Altyapı yerleşim yerlerinin gelişme seviyelerini gösteren mali ve sosyal kaliteyi temsil eden en önemli hizmet dalıdır. Kavramsal olarak incelendiğinde elektrik, doğalgaz, su, kanalizasyon, haberleşme, ulaşım ve arıtma çalışmalarını üst yapıya sunma hizmetidir. Kentsel teknik altyapı hizmetleri, bir bölgenin yerleşime açılması devamında bölgenin sağlıklı ve sürdürülebilir bir kentsel çevre haline gelmesi için ihtiyaç duyulan tüm iletim kanallarını ve bağlı bulunan tesisleri içermektedir. Altyapı ve inşaat sektörü birbirine bağlı bir şekilde büyümekte ve özellikle havalimanları, köprüler, otoyollar ve şehir hastaneleri gibi Kamu-Özel İşbirliği çalışmalarının başında gelmektedir.
Günlük yaşamın düzenini sağlayan altyapı hizmetlerini düzenlemek amacıyla büyükşehir belediyelerinde Altyapı Koordinasyon Merkezleri faaliyetlerini sürdürmektedir. Özellikle Covid-19 etkileri dikkate alındığında şehirlerin gelişme seyirlerinin kent dışına yöneldiğini görmekteyiz. Bu bağlamda yeni oluşacak üst yapı yatırımlarının yanında altyapı yatırımları da gündeme gelmektedir. Peki bir kentsel altyapı gelişimi nasıl ilerlemektedir?

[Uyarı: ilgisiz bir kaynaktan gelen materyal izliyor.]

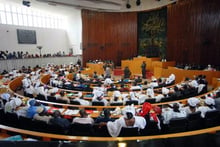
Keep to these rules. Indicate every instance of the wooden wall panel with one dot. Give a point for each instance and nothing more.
(109, 36)
(193, 28)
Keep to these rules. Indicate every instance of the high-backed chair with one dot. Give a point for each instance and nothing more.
(212, 118)
(126, 132)
(116, 104)
(78, 129)
(150, 129)
(131, 102)
(51, 98)
(11, 119)
(74, 102)
(177, 125)
(95, 103)
(151, 100)
(195, 121)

Mevcut ve olası teknik alt yapı sorunları ve eksiklikleri tespit edilmelidir.
Tespit edilen sorunların öncelik sırası belirlenmelidir.
Kent ve gelişim yönleri bölgelere ayrılmalıdır.

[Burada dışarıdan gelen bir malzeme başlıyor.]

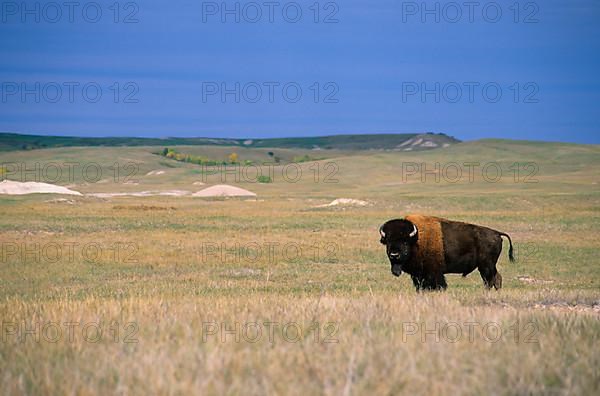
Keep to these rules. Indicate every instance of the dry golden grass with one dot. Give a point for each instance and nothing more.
(165, 290)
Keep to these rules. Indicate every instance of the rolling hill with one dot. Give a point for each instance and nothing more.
(404, 142)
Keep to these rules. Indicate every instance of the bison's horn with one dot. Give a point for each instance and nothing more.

Bölgelere göre sorun dağılımı yapılmalıdır.
Altyapı yatırımları özellikle bütçesel anlamda yerel yönetimleri zorlamaktadır. Bu bağlamda Avrupa birliği destekleri dikkat çekmektedir. IPA (Katılım Öncesi Mali Yardım) aracı ile Avrupa birliği ülkelerde yürütülen politik ve ekonomik yeniliklere mali ve teknik destek sunmaktadır. Avrupa birliği 2007 – 2013 kapsamında Türkiye’ye 4.483,6 milyon avro, 2014-2020 kapsamında ise 4.453,9 milyon avro tahsis etmiştir.

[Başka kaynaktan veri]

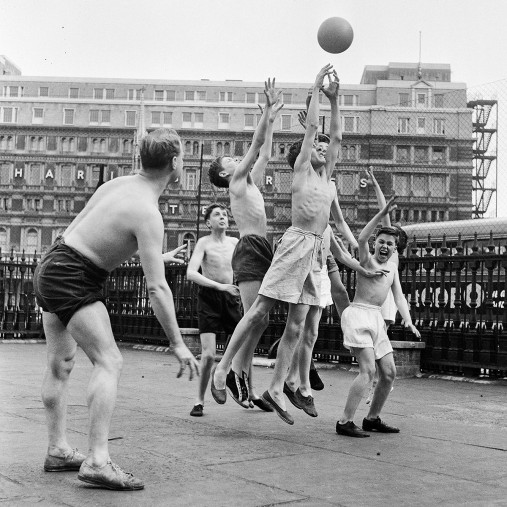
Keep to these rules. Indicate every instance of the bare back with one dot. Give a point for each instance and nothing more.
(311, 200)
(109, 227)
(247, 206)
(216, 260)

Özellikle bölgesel entegrasyon ve ülkeler arası işbirliğini güçlendirme başlığında değerlendirilebilecek projelere hibe desteği sağlanmaktadır.
Buraya kadar altyapı yatırımlarını genel bir değerlendirmeye aldık. Şimdi sıra altyapı projelerinin nasıl geliştirildiğini incelemekte.
İlk olarak proje başvurusu ile başlayan süreçte belki de en önemli kısım doğru bir fizibilite çalışması yürütmektir. Yasal, ekonomik, çevresel ve sosyal incelemelerin tamamlandığı bölgede geliştirilecek projenin bir diğer aşaması ise paydaşların belirlenmesidir. Burada özellikle karar mekanizması yatırımın maliyetini doğru tespit etmelidir ve yatırım çeşidine göre paydaşlar değerlendirilmelidir. Başvurusu yapılan ve ilk fizibilite raporu hazırlanan proje için ihtiyaç raporu tamamlanır ve ihale süreci başlar. İlgili makamlarla teknik destek sözleşmesi imzalanır ve görev ve sorumluluklar belirlenir.
Altyapı hizmetlerinin sürdürülebilirliğinde en önemli aşama gerçekçi ve sağlıklı bir arşiv sisteminin yürütülmesidir. Teknik altyapı sistemlerinden sorumlu kurum ve kuruluşlarda yeterli bilginin ve bilgi altyapısının veya bilgi sistemlerinin bulunmaması sağlıklı değerlendirmeler yapmayı güçleştirmektedir. Uzman kadrolarca yürütülen projelerde özellikle Coğrafi Tabanlı Veri Sisteminde takibinin yürütülmesi gerekmektedir. Uzman kadro ve geniş veritabanı sistemi sayesinde hizmet kalitesinde ve kaynak kullanımında etkinliğin ve verimliliğin artacağı düşünülmektedir.